Jordan’s Bulls won six championships, going 6-0 in the NBA Finals. The run established Jordan as the greatest player who ever lived, and most also consider those Bulls the best team in league history.
While O’Neal’s Lakers remain the only team to have won three straight titles since Jordan’s Bulls and while they certainly would have given Chicago a run for its money, Shaq is simply wrong here.
First of all, no one was “easily” beating Jordan’s Bulls. They went 6-0 in the finals for a reason, ousting some very tough teams along the way.
Jordan and Scottie Pippen were the dynamic duo for the first three rings. Then, for the latter three, Dennis Rodman and Ron Harper joined them.
It seems hard to envision any club beating that squad, period. Let alone doing it “easily.”
I will say that O’Neal does have a point about the frontcourt matchups. However, O’Neal and the Orlando Magic went up against Luc Longley and Bill Wennington in 1996, and in spite of Shaq averaging 27 points and 10.8 rebounds per game while shooting 64 percent from the floor, the Bulls swept the Magic. The series wasn’t even close.
Yes, Shaq’s Magic bested Chicago in the playoffs the year prior, but that was when Jordan came back at the tail end of the regular season (remember: he did not play at all in 1993-94 due to retirement) and clearly was not in his best shape. I find it difficult to believe that Orlando would have beaten the Bulls in ’95 if Jordan played the whole season.
So right away, Shaq’s logic is faulty. He already did do some damage against Longley and Wennington. And yet, his team got swept anyway.

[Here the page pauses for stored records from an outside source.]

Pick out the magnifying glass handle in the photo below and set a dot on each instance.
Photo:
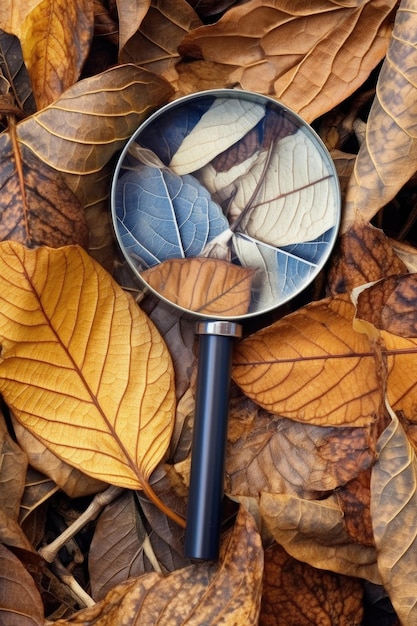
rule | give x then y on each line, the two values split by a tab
204	512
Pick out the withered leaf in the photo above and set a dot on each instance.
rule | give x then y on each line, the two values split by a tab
314	532
155	44
383	167
390	305
302	595
267	453
20	601
41	209
306	55
203	285
102	397
364	255
312	366
56	37
393	512
227	593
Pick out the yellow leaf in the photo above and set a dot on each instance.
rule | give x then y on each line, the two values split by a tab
204	285
82	367
312	366
55	37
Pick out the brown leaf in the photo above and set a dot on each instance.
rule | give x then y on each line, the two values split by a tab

We can definitely point to the early 2000s Lakers being better than those Magic teams, as they had a top-flight shooting guard by the name of Kobe Bryant. But O’Neal’s whole point is that Los Angeles would have topped Chicago because he would have dominated the paint.
Look: if you had to pick any teams to challenge the ’90s Bulls, the early 2000s Lakers would definitely be one of the finalists. Shaq was on another level at that point, and Bryant was a two-way stud.
But we are talking about the GOAT here. Do you think Jordan would have gone down “easily” to anyone in his championship years? Those Chicago clubs are widely considered the greatest ever for a reason. Jordan was just that good, and his fierce competitive nature was what drove the Bulls to win six titles in six finals appearances.
Shaq is a prideful guy, so it’s no surprise that he made such a statement. And I love the big fella. But he’s wrong.